GK: “I'm a fan of the Norwegian band Soup and they came to play at CP Boerderij. We sent them an e-mail asking if we could be their support act. For that reason we came into the picture. Moreover, we once were the support act for The Aurora Project. It was also essential that Peter Lindenbergh from our record label FREIA Records also mediated to let us play on the Progdreams Festival. We're living in the neighbourhood of Zoetermeer and we were available that day, so it could be arranged quickly. Eventually, we got again highly-acclaimed reactions. We sold quite some CDs and people asked us to put our signatures on the cover, something we hadn't experienced before. Really awesome that people can be so enthusiastic about our music. It's really an honour!”
|DDMG on stage|
The cover of Departures shows a dead bird which in my opinion is very symbolic for the central theme, namely loss. Who came up with such a theme and how about the writing process? Would you please share something about the content of the lyrics with us?
RdH: “DDMG practices weekly because we like to play together. We prefer to practice and jam in a rather dark room attractively lit in a melancholic atmosphere. In that atmosphere all band members contribute to the songs, so we decide together. Often a composition starts with just one chord, one touch on a guitar or one note from the keyboard and from there we develop the song. For example, you can feel the atmosphere a lot in the long instrumental part of Uncertainty. During performances we never know how long we play that part. That has everything to do with our state of mind, how we feel. It's very special that we all go towards the end of the song at the same time in spite of the fact that we sometimes play this part minutes shorter than at other times. Apparently we are well-attuned to each other.”
GK: “So we write the music together, but the lyrics are always my responsibility. We always create the music first and when that's finished, it's up to me to write the lyrics. That's not always easy, because I think thank lyrics have to be profound. Since the atmosphere of our music is dark, shallow lyrics don't fit in well. You'll never hear a simple love song by DDMG. We're just not the kind of band to sing love songs. The lyrics on Departures are rather personal, which I prefer to keep to myself. People who read the words may of course give their own interpretation of the lyrics. We all experience things in live that are difficult, so it's possible that you recognize some passages in the lyrics that refer to things that happened in your own live.”
I read that on the title track Stone Gees Christensen plays along on the duduk. How did you come to use this instrument and who is Stone Gees?
RdH: “Every now and then I'm surfing on YouTube and so I stumbled upon the Danish musician Steen Gees Christensen.
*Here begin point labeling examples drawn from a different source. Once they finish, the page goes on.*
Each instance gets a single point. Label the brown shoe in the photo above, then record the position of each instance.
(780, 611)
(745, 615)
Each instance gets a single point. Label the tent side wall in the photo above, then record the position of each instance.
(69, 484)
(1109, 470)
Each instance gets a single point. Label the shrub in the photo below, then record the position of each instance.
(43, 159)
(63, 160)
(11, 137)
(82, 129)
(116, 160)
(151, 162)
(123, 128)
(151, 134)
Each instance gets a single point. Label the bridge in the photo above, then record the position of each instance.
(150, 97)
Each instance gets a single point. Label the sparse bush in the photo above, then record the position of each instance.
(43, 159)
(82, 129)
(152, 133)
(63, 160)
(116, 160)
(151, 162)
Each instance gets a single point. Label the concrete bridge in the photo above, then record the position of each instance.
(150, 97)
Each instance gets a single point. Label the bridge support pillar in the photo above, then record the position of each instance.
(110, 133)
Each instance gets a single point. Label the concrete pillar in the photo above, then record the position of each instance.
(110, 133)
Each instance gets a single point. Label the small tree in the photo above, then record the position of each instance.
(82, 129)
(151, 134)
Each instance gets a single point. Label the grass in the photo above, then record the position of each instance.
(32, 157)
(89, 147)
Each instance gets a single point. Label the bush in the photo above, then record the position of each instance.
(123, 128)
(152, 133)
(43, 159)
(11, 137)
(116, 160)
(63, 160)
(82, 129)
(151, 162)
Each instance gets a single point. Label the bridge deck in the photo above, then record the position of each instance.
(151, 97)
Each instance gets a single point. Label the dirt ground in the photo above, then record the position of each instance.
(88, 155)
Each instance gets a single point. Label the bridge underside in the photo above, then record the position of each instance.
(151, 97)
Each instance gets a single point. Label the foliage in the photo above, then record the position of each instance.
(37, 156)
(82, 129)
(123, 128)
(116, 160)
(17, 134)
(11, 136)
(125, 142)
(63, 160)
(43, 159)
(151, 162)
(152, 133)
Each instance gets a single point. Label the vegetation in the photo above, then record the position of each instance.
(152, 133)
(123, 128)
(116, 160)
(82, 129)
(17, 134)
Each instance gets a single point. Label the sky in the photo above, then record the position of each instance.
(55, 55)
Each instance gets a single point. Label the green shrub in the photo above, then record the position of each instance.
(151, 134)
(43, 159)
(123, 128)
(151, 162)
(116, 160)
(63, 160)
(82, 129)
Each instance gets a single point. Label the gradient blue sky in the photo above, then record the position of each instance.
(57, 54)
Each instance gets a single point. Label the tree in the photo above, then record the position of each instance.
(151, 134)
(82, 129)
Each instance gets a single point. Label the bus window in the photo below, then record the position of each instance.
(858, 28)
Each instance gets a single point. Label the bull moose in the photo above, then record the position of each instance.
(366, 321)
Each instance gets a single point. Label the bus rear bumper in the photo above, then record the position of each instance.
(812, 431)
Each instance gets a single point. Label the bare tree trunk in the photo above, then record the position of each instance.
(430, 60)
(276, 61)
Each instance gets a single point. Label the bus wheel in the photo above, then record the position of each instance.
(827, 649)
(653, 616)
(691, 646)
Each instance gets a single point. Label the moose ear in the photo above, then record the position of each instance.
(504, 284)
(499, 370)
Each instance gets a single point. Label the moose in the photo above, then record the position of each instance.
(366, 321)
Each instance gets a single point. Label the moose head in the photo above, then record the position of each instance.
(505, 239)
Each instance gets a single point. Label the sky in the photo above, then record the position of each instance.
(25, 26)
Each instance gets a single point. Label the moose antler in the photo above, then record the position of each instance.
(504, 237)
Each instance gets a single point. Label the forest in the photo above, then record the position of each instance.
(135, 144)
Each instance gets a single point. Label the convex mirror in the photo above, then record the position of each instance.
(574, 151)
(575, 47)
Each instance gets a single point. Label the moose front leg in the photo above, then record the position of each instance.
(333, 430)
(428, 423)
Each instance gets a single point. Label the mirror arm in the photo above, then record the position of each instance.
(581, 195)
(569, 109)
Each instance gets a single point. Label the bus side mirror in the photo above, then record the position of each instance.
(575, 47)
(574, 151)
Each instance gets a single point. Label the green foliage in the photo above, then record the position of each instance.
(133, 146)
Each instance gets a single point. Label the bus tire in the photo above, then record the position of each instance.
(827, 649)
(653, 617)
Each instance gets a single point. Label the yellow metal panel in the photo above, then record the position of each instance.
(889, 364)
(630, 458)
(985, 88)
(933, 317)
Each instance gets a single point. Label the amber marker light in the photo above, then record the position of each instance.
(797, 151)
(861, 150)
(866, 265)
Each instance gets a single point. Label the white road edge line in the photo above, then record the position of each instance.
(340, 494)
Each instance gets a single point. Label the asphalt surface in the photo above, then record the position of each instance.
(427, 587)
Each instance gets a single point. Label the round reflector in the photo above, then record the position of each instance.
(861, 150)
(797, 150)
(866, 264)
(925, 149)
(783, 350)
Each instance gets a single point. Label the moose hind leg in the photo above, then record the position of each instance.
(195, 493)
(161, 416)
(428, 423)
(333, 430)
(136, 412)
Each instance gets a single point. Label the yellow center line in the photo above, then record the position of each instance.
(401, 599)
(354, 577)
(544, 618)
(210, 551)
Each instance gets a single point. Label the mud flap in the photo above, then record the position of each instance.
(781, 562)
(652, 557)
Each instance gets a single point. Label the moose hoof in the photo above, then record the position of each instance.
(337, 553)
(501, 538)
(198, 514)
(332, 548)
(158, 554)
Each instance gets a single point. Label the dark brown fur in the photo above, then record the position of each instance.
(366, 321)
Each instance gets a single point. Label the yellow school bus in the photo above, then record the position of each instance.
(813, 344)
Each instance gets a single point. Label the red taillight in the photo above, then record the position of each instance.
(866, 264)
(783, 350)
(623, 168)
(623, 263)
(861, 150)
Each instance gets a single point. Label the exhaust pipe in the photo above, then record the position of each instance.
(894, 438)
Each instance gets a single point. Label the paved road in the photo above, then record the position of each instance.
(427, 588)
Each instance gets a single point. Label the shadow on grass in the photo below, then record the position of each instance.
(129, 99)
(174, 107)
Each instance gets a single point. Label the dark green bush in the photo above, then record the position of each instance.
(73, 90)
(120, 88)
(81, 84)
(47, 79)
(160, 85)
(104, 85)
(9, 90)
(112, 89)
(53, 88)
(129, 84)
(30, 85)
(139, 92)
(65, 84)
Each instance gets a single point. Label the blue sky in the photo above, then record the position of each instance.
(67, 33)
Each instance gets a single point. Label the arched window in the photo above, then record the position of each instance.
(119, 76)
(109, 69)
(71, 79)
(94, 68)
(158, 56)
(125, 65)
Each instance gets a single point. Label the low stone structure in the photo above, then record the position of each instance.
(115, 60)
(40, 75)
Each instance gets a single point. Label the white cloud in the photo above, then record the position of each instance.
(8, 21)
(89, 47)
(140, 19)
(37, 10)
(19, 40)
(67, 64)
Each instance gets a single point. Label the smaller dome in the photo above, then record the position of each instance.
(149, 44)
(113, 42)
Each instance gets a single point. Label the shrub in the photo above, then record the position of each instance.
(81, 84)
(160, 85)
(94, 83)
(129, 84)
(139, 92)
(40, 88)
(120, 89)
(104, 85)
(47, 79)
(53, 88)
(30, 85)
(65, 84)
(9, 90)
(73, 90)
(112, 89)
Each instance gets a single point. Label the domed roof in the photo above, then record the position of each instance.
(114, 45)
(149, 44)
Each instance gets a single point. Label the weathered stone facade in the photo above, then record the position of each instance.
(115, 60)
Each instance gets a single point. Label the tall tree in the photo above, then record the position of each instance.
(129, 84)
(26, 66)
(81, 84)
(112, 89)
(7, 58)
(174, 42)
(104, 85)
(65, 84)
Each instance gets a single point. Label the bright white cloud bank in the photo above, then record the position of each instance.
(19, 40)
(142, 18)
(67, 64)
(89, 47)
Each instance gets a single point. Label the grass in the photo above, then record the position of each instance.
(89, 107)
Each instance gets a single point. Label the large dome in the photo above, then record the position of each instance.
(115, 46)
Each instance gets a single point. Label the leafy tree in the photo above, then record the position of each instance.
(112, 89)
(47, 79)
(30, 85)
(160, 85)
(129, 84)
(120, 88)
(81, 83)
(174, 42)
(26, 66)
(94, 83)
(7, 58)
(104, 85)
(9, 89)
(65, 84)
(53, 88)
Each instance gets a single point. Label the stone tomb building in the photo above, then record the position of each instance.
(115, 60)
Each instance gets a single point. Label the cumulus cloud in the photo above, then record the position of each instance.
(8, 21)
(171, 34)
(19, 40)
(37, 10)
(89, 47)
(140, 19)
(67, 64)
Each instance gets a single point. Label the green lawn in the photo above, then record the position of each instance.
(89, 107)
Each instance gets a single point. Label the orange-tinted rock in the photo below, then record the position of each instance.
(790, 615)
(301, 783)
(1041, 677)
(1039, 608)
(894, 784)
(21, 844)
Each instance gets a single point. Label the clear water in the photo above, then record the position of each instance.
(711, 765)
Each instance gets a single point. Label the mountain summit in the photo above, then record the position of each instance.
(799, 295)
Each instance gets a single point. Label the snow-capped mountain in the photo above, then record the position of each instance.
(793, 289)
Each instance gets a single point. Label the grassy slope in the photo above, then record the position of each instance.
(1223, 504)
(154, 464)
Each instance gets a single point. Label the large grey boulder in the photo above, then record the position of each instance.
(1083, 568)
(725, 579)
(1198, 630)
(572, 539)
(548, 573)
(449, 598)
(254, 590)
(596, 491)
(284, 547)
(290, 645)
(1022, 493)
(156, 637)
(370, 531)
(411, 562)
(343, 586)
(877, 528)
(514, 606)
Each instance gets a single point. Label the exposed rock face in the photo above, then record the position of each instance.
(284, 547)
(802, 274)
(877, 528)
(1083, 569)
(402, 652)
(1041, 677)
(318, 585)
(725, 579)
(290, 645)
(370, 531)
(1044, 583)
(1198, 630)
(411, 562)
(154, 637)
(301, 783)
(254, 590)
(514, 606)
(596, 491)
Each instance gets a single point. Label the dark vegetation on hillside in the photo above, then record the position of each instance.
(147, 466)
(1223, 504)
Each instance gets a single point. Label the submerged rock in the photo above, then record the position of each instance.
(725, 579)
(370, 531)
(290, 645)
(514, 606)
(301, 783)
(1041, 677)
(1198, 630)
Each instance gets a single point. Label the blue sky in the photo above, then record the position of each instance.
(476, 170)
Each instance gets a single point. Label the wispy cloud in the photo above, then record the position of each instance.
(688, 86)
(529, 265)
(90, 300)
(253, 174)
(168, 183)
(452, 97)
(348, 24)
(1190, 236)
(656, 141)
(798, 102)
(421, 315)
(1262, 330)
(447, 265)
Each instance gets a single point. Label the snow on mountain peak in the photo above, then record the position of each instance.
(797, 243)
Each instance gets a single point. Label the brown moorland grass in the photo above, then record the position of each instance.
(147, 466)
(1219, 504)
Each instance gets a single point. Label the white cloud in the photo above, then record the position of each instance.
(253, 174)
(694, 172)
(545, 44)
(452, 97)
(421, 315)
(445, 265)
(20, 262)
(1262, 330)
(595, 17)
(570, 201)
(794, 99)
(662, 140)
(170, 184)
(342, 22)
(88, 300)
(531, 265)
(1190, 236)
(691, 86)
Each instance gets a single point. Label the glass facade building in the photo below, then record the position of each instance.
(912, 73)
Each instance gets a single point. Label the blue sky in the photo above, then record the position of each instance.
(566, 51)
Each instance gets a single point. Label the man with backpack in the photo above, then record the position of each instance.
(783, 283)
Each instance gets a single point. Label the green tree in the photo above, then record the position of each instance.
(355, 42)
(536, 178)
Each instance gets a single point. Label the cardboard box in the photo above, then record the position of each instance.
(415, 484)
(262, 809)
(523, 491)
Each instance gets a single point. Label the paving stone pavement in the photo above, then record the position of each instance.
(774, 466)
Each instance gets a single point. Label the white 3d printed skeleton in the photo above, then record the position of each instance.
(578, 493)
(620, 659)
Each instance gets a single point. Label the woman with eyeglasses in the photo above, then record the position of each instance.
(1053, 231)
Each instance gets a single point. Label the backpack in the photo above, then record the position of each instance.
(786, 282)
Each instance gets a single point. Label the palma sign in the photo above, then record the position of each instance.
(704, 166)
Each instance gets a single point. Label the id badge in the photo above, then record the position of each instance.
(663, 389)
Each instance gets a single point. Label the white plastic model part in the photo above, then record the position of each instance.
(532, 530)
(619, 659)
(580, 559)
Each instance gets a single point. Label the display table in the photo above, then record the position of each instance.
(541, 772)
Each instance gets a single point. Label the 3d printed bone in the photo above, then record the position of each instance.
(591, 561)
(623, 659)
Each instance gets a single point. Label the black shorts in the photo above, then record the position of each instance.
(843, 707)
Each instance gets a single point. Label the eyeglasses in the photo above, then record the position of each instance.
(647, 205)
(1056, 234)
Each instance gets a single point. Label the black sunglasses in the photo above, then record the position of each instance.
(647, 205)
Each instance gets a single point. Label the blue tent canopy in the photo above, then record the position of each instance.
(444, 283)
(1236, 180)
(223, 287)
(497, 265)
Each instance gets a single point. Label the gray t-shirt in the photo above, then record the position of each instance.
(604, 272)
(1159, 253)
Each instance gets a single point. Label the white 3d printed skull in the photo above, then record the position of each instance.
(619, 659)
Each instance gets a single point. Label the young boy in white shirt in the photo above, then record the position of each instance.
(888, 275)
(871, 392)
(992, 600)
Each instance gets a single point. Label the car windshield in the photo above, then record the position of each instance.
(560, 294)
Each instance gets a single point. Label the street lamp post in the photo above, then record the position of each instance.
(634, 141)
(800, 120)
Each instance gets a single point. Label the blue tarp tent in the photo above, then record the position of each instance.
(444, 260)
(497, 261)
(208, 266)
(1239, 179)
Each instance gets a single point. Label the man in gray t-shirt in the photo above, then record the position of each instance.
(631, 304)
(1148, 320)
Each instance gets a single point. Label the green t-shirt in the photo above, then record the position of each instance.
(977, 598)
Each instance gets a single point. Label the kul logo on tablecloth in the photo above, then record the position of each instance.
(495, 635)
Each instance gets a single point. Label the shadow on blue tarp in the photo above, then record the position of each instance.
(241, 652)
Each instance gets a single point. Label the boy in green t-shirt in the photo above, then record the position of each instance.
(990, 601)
He had posted a video of his playing on the duduk, a woodwind instrument made of apricot wood. We wanted to use this piece of music for the album, so I contacted Steen Gees and one thing led to another. For Departures he played this little gem. We didn't change anything and we're very happy with the result.”
What can we expect from DDMG? What plans do you have for the future?
GK: “Well, we have already finished some songs for the third album, but we don't know when that will see the light of day. We have a new bass player, so our line-up is complete again. We assume that this line-up will continue for the coming years. We hope to play a lot, because making music is and will remain our passion!”
Finally, do you have something to say in particular to the readers of Background Magazine?
RdH: “We hope that the readers of BM will appreciate our music. Anyway, we find it an honour to do this interview.”
GK: “I don't have anything to add to that.”
Thank you for doing this interview for Background Magazine. We wish you all the best for the future!
“You're welcome. It was our pleasure.”